La Naspi è destinata esclusivamente a chi è disoccupato; pertanto, se il beneficiario inizia un lavoro e non informa tempestivamente l’INPS, l’indennità deve essere interrotta. L’ente, continuando a erogare l’indennità, genera un credito che diventa un debito da restituire. Situazioni più gravi si presentano quando la Naspi è stata ottenuta attraverso dichiarazioni false o incomplete. In tali casi si configura un illecito, con conseguenze non solo economiche ma anche legali. L’INPS, in collaborazione con la magistratura, può avviare procedimenti giudiziari e richiedere il recupero delle somme erogate indebitamente.
Quando l’INPS individua un’indebita percezione di Naspi, avvia un iter formale di recupero notificando al beneficiario l’importo da restituire e le modalità di pagamento. Per mitigare l’impatto economico, spesso l’ente consente di effettuare la restituzione attraverso compensazioni con altre prestazioni future, come pensioni o altre indennità. In presenza di somme particolarmente elevate, che possono superare anche i 18.000 euro, il debitore ha la possibilità di richiedere una rateizzazione. La concessione di un piano di pagamento dilazionato non è automatica ma viene valutata dall’INPS sulla base della situazione economica del richiedente.

È quindi fondamentale presentare una documentazione dettagliata che giustifichi l’impossibilità di versare l’intera somma in un’unica soluzione.
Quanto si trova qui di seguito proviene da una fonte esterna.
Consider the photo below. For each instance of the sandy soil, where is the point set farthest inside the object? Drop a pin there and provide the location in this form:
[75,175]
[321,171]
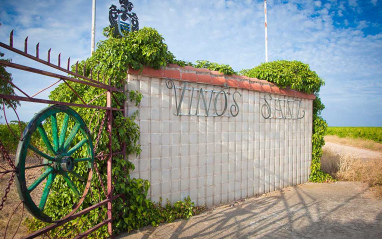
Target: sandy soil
[357,153]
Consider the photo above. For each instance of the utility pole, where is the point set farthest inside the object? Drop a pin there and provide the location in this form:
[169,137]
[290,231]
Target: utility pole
[93,27]
[266,31]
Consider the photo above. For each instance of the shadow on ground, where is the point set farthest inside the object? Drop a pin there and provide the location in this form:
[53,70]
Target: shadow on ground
[337,210]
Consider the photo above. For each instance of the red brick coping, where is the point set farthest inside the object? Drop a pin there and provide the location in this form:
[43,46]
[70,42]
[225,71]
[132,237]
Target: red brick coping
[205,76]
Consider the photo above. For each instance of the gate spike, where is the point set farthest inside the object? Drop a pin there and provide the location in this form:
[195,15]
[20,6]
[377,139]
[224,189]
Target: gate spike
[37,49]
[11,39]
[26,45]
[49,55]
[68,63]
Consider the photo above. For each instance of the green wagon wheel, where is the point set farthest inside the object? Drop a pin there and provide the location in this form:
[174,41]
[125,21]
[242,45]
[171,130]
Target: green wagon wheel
[62,171]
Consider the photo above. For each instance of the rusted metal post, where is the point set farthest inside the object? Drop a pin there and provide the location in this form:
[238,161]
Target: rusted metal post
[109,163]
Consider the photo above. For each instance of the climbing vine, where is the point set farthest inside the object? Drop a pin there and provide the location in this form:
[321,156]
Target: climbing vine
[298,76]
[112,59]
[222,68]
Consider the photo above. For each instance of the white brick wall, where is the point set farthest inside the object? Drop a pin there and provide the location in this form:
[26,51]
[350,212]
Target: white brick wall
[216,160]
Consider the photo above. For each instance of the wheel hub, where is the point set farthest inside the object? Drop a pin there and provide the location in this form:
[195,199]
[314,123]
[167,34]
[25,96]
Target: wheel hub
[64,164]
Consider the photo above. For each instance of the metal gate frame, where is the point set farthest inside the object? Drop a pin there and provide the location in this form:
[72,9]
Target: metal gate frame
[81,79]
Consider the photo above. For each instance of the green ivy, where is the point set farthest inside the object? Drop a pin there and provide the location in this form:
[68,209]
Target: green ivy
[222,68]
[112,59]
[298,76]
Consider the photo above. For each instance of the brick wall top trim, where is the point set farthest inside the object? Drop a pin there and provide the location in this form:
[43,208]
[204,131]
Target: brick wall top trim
[205,76]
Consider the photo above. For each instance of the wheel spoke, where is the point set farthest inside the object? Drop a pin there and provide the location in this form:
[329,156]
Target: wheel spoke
[71,136]
[46,191]
[37,166]
[44,137]
[82,160]
[54,131]
[71,184]
[63,131]
[50,158]
[40,179]
[82,179]
[77,146]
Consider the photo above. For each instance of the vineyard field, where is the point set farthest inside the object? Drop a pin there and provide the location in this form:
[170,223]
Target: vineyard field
[372,133]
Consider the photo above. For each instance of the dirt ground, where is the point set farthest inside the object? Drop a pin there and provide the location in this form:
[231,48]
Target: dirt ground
[331,210]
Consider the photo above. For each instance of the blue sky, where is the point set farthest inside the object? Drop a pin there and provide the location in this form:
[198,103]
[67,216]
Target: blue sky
[340,40]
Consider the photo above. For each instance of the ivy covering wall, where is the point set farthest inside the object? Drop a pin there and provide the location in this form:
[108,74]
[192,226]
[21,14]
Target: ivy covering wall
[146,47]
[298,76]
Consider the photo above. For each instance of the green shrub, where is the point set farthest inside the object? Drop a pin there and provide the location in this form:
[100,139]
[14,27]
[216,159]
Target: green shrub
[222,68]
[298,76]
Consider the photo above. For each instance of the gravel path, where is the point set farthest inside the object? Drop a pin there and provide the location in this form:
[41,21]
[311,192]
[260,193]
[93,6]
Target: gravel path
[330,210]
[357,153]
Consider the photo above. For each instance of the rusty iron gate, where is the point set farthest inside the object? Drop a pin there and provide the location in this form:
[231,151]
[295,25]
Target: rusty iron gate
[62,162]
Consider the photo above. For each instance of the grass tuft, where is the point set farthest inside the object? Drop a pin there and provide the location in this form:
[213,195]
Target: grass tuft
[347,168]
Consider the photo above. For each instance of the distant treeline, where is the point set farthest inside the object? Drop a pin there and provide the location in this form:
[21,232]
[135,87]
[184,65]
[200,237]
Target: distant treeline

Il cittadino che ritiene ingiusta la richiesta di restituzione ha a disposizione il ricorso amministrativo da presentare entro 90 giorni dalla notifica. Tale ricorso può essere depositato direttamente dall’interessato, tramite un legale o con l’assistenza di un patronato. In alcuni casi, la richiesta di rimborso può essere contestata anche per il superamento dei termini di prescrizione, che ammontano a dieci anni, salvo interruzioni.
Qualora l’istanza amministrativa venga respinta, l’ultima via è il ricorso al tribunale ordinario. In sede giudiziaria si possono presentare prove a sostegno della legittimità della prestazione ricevuta o dimostrare eventuali errori da parte dell’INPS, difendendo così i propri diritti in modo completo e strutturato. L’attenzione a rispettare le regole e a comunicare tempestivamente ogni variazione della propria situazione lavorativa è quindi fondamentale per evitare di incorrere in richieste di restituzione onerose, che possono mettere a dura prova la stabilità economica dei percettori di Naspi.